Lo sciopero invisibile: cronache di un venerdì qualunque
Quando scioperare diventa routine: il racconto di una protesta che non disturba nessuno, in un paese dove rivoltarsi e' routine
di un osservatore disincantato
C'è stato uno sciopero oggi. O forse no. In realtà non si è capito bene, perché nelle scuole italiane tutto è filato liscio come un'interrogazione programmata. Il 4% di adesione — ma siamo ottimisti, diciamo 3,7% — è una percentuale che in altri contesti chiameremmo "margine di errore statistico". Qualcuno era assente, certo, ma potrebbe essere stato per il maltempo, per un certificato medico opportunamente datato, o semplicemente perché era venerdì e il weekend inizia giovedì sera.

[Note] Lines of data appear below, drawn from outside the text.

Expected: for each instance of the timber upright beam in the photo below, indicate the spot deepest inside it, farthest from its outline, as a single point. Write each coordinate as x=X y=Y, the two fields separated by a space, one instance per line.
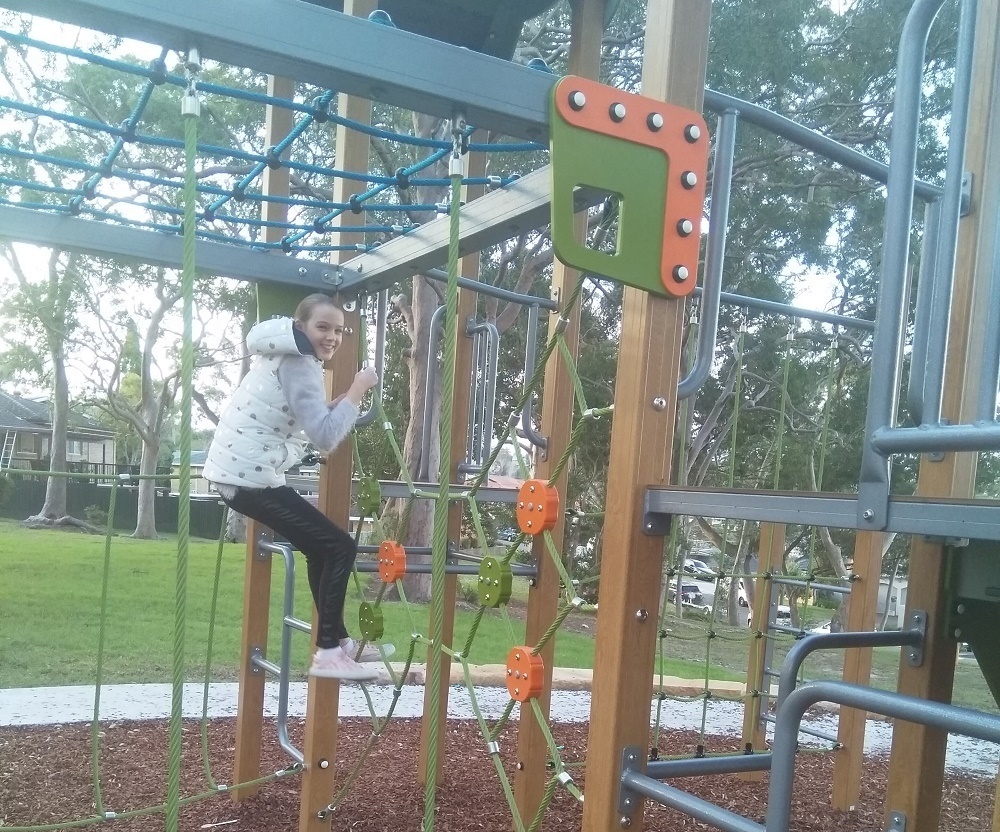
x=916 y=764
x=557 y=425
x=770 y=557
x=676 y=51
x=849 y=758
x=455 y=447
x=257 y=581
x=323 y=698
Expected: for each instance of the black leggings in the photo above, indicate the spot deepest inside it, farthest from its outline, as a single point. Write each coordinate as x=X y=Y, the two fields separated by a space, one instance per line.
x=329 y=550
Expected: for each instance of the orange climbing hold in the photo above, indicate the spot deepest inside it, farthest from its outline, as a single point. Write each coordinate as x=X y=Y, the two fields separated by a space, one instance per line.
x=391 y=561
x=525 y=674
x=537 y=507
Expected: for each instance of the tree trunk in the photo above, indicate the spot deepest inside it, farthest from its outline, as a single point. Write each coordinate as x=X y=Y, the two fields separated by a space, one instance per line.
x=55 y=489
x=145 y=524
x=422 y=460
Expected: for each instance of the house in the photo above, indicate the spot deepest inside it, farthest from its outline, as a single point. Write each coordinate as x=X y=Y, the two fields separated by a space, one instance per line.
x=26 y=428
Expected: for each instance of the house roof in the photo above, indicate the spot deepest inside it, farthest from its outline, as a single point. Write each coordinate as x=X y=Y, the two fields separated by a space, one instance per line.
x=20 y=413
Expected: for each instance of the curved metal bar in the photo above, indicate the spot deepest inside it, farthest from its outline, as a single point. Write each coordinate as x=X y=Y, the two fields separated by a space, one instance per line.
x=883 y=388
x=731 y=299
x=532 y=435
x=938 y=715
x=951 y=210
x=809 y=139
x=803 y=648
x=478 y=347
x=715 y=254
x=922 y=313
x=431 y=378
x=284 y=661
x=382 y=319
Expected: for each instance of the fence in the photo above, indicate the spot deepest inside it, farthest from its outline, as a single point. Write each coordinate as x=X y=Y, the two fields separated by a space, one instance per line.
x=27 y=496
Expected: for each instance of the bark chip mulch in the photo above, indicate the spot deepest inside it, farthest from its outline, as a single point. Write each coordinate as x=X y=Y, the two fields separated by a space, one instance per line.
x=45 y=778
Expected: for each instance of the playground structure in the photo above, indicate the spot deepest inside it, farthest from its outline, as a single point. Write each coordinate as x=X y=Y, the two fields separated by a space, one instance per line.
x=946 y=579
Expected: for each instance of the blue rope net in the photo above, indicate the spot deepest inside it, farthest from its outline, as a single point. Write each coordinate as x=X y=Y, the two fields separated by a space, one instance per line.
x=134 y=176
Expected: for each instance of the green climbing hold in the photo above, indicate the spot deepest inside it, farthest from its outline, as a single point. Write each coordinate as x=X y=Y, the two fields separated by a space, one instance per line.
x=371 y=621
x=495 y=581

La CGIL ha indetto lo sciopero con la solennità di chi annuncia una rivoluzione. I comunicati si sono susseguiti, le parole d'ordine risuonavano solenni: diritti, dignità, giustizia sociale. Peccato che i diretti interessati abbiano risposto con l'arma più devastante dell'arsenale italiano: l'indifferenza educata.
Non che manchino le ragioni per scioperare, intendiamoci. Il problema è che ormai si sciopera con la regolarità di un calendario liturgico: un venerdì sì e uno no, con qualche martedì infrasettimanale per non perdere l'allenamento. Lo sciopero è diventato come il caffè al bar: fa parte della routine, ma non ci fai più caso.

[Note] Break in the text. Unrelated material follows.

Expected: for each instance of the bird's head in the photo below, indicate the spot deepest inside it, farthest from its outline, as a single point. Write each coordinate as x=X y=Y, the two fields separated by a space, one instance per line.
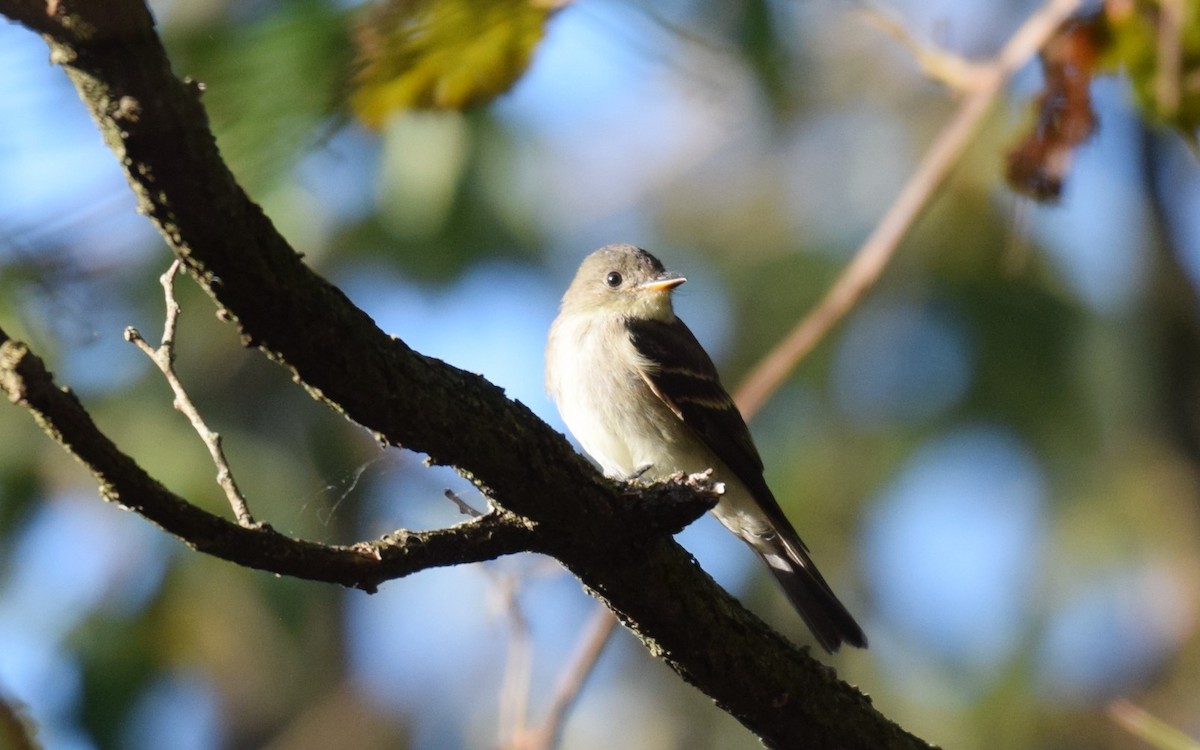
x=625 y=281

I sindacati sembrano aver scoperto la formula magica della perpetuazione: se proclami abbastanza scioperi, prima o poi qualcuno noterà che esisti. È un po' come gridare "al lupo" ogni settimana — con la differenza che qui il lupo non arriva mai, e dopo un po' nemmeno i pastori si voltano più.

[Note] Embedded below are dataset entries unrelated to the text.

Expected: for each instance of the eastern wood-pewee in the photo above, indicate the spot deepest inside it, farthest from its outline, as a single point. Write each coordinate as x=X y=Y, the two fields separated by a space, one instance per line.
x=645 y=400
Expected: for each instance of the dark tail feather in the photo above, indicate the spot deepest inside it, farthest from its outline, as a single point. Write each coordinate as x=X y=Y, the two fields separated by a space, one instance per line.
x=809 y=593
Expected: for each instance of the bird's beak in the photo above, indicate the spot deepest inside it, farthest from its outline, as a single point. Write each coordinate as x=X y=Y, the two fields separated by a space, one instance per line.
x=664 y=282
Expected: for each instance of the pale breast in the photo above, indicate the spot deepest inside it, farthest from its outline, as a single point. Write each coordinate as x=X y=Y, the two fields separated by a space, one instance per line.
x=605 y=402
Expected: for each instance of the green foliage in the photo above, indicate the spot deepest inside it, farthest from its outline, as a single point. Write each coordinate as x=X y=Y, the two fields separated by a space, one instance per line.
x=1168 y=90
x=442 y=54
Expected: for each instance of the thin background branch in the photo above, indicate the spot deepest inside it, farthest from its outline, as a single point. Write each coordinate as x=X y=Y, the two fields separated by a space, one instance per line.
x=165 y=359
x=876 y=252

Gli insegnanti, dal canto loro, hanno sviluppato un'immunità sindacale degna di studio. Dopo decenni di proclami, vertenze, mobilitazioni e promesse, hanno imparato che l'unica cosa che cambia davvero è la data sullo smartphone. Le loro battaglie le combattono ogni giorno in trincea — quella della classe — dove nessun sindacalista mette mai piede.
Il paradosso è che mentre lo sciopero dovrebbe essere l'arma estrema, il grido disperato di chi non ha altre vie, in Italia è diventato il rumore di fondo della democrazia. Come il traffico: c'è sempre, dà fastidio, ma ormai ci conviviamo. Anzi, se un venerdì non ci fosse sciopero, qualcuno si preoccuperebbe.
E così oggi, mentre la CGIL contava orgogliosamente i suoi manifestanti — probabilmente gli stessi delle ultime quindici volte — milioni di italiani sono andati al lavoro. Non per eroismo o senso del dovere. Semplicemente perché avevano altro da fare che partecipare all'ennesima liturgia della protesta fine a sé stessa.
Lo sciopero invisibile è la metafora perfetta del nostro tempo: molto rumore per nulla, tanta burocrazia della rivolta, zero conseguenze. Un paese normale si chiederebbe se ha senso continuare così. Ma l'Italia non è un paese normale: è un paese che ha trasformato anche la protesta in routine amministrativa.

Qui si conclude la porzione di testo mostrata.